O estudo ainda apresenta um cenário assustador. A maior parte dos produtos piratas são vendidos em áreas muito conhecidas da cidade de São Paulo como a Galeria Pajé, a Rua 25 de Março, a Rua Santa Ifigênia e nas proximidades da Avenida Paulista (stand center e promo center) e da cidade do Rio de Janeiro como a Rua Uruguaiana e o Largo da Carioca.

Em outras palavras, a pirataria pode ser facilmente combatida pelo governo uma vez que a maior parte se encontra em áreas conhecidas.

Um outro problema crítico citado no estudo é que o sistema judiciário brasileiro não tem ajudado muito. Entre 1999 e 2001, foram iniciados 6.248 processos contra a pirataria, tendo apenas 17 resultado em sentenças de prisão.
As informações aqui contidas são do Plano Diretor da Promoção da Indústria de Desenvolvimento de Jogos Eletrônicos no Brasil feito pela Abragames.

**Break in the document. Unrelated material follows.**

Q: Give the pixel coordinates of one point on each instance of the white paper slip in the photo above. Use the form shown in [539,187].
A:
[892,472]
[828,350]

A Abragames é uma entidade sem fins lucrativos que tem como principal objetivo fortalecer a indústria nacional de desenvolvimento de jogos.
Se você quizer saber mais sobre a Abragames, visite seu website (www.abragames.com.br).
Com isso acreditamos ter material suficiente para mostrar a você o cenário atual vivido no Brasil. Se você realmente ama video games, colabore para o seu crescimento e desenvolvimento não alimentando ainda mais a prirataria.         
Afinal de contas, não são os piratas que produzem os jogos que amamos tanto jogar… então por que é o Mercado pirata que vamos alimentar ??